City of Asbury Park v. Department of Civil Service

111 A.2d 625, 17 N.J. 419, 1955 N.J. LEXIS 303
CourtSupreme Court of New Jersey
DecidedFebruary 14, 1955
StatusPublished
Cited by44 cases

This text of 111 A.2d 625 (City of Asbury Park v. Department of Civil Service) is published on Counsel Stack Legal Research, covering Supreme Court of New Jersey primary law. Counsel Stack provides free access to over 12 million legal documents including statutes, case law, regulations, and constitutions.

Bluebook
City of Asbury Park v. Department of Civil Service, 111 A.2d 625, 17 N.J. 419, 1955 N.J. LEXIS 303 (N.J. 1955).

Opinion

The opinion of the court was delivered by

William J. Brennan, Jr., J.

After a hearing on charges, the City Manager of Asbury Park suspended Cecil Reed, a policeman, for six months without pay for conduct unbecoming a police officer. Reed appealed to the Civil Service Commission which heard the matter de novo and reversed the action. The case is here on certification on our own motion of the city’s appeal to the Appellate Division.

Part of the testimony before the Civil Service Commission was heard by one member and part by two other members. The city’s principal witnesses, two girls, Dianne Walker and Arlene Hankinson, both 18 when Reed was involved with them, were heard on May 11, 1954 by the commission’s president, William E. Kelly, Jr., to accommodate the city which desired to complete the girls’ testimony before they were sentenced on May 14 upon indictments for *422 prostitution and adultery to -which they had pleaded guilty. The testimony of the other witnesses, one for the city and seven, including Reed himself, for Reed, was heard on June 24, 1954 by Commissioners James I. Bowers and Edward M. Gilroy.

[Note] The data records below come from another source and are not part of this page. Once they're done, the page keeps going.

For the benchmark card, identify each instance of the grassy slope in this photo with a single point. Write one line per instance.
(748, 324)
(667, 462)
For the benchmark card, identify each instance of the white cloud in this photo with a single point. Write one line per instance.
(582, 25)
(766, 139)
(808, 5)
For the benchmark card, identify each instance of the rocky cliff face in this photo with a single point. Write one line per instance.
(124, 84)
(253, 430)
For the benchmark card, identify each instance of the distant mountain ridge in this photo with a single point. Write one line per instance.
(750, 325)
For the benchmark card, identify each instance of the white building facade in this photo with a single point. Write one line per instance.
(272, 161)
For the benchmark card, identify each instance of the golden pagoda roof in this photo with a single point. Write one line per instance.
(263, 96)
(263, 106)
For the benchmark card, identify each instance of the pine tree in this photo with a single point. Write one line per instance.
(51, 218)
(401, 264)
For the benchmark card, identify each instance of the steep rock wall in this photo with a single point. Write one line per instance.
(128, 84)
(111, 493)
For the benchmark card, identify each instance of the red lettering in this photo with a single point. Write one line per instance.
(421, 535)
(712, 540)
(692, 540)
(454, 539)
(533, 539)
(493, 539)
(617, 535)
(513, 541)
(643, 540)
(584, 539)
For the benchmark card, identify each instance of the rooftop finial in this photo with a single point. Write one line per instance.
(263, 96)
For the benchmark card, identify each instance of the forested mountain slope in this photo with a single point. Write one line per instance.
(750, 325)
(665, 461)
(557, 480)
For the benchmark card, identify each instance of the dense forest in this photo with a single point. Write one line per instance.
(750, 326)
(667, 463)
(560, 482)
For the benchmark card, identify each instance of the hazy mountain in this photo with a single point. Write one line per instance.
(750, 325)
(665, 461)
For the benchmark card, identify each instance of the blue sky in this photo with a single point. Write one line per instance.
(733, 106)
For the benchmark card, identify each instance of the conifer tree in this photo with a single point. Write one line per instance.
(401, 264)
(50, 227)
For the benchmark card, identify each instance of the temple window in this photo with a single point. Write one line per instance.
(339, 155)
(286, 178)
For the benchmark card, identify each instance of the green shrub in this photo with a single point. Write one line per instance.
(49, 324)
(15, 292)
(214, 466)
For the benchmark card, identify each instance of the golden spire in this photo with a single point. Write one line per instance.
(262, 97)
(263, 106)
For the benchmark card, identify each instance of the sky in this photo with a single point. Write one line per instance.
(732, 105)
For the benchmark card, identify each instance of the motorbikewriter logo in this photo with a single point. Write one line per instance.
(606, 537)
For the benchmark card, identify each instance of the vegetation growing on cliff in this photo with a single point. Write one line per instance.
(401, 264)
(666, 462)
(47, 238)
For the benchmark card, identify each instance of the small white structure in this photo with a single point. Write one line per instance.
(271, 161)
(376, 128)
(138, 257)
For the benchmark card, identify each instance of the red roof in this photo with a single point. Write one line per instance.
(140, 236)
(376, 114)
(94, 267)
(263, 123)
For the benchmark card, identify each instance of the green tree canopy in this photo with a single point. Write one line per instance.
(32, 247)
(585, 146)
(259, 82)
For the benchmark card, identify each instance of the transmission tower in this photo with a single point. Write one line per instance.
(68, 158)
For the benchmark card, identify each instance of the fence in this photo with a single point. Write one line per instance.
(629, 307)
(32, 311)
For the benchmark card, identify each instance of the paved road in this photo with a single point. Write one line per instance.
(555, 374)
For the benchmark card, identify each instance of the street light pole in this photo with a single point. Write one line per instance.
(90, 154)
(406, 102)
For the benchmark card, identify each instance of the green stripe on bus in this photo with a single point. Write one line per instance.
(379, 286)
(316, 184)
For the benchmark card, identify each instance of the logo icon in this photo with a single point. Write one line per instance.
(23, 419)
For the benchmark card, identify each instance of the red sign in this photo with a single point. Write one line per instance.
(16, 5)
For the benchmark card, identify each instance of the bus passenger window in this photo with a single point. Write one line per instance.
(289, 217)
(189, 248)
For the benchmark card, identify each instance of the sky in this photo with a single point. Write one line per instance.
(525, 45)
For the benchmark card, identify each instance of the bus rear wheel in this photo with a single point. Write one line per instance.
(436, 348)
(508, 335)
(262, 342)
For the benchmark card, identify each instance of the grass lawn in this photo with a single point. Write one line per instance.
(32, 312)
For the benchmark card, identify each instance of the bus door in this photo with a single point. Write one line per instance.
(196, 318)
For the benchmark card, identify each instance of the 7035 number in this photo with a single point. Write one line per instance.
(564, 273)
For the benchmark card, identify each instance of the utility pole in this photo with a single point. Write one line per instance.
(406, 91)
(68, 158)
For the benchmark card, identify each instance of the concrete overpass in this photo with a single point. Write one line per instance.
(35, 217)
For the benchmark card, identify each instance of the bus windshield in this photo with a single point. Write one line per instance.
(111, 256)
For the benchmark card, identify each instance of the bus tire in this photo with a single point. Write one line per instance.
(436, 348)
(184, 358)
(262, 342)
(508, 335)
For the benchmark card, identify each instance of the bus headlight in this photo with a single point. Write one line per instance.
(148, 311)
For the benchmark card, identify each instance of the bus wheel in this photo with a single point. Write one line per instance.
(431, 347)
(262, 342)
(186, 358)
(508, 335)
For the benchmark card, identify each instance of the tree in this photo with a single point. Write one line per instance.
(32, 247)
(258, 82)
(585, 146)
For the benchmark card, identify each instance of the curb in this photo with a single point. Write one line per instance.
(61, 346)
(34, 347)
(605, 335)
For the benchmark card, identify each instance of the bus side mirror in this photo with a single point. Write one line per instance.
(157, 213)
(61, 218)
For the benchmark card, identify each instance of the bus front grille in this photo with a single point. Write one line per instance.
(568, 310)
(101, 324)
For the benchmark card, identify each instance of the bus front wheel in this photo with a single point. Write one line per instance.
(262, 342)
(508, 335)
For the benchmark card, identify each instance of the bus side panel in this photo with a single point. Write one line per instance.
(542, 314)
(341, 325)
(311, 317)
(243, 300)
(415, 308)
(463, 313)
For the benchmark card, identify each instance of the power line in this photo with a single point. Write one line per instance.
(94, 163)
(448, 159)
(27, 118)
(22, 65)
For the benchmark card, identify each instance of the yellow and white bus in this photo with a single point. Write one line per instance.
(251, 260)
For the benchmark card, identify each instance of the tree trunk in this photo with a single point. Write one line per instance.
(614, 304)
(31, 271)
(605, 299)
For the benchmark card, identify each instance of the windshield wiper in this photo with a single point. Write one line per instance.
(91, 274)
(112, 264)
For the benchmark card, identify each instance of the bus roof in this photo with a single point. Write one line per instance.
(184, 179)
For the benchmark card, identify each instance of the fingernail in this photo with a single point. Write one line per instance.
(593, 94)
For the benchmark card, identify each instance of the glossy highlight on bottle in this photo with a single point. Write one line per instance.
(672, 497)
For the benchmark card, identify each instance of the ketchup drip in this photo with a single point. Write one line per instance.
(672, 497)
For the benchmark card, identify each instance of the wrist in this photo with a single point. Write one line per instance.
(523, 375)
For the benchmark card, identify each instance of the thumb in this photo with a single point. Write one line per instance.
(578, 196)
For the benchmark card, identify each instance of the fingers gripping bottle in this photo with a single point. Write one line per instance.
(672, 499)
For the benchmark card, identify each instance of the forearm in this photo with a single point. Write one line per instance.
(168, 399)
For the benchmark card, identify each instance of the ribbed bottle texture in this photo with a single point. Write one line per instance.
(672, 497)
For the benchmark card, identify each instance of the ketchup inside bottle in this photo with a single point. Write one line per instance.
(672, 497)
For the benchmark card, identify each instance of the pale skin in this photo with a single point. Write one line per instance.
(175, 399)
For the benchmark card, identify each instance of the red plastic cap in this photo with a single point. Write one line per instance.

We are aware of no authority which sanctions the hearing of part of a disciplinary appeal before some members and part before other members of the commission. The general rule governing the hearing and decision of disciplinary matters by boards or commissions, founded upon considerations of the fundamentals of fair play, is “that fairness and impartiality can only be assured when the members participating in the deliberations and decision of the board or commission, following a hearing on employee performance, have had an equal opportunity to hear and evaluate all of the evidence presented at the hearing.” McAlpine v. Garfield Water Commission, 135 N. J. L. 497, 500, 171 A. L. R. 172, 174 (E. & A. 1947).

This is a ease arising in the municipal rather than in the state service. B. 8. 11:25-2 suggests that Civil Service Commission hearings in municipal disciplinary cases such as this should be heard by the full commission, or at least by a quorum constituted as provided by B. S. 11:1-10. If, however, B. 8. 11:2R-1 allowed this suspended municipal employee an appeal to be processed according to the procedure laid down for such appeals in the state service, Weaver v. New Jersey Dept. of Civil Service, 6 N. J. 553 (1951), the practice followed here is not sanctioned under B. S. 11:15-4 providing that the Commission in state service cases may “hear * * * sitting as a body or through one or more of its members.” See also B. 8. ll:5-l(d). This merely means that one or some of the members may be designated to hear and decide the appeal for the full commission, but only those designated who hear the whole of the case may participate in the decision; this statute is not like some under which one or more of the members of a commission or board merely take the testimony, and the determination is made by the full body upon the report of those members. Jersey City v. *423 Hudson County Board of Taxation, 130 N. J. L. 309 (Sup. Ct. 1943).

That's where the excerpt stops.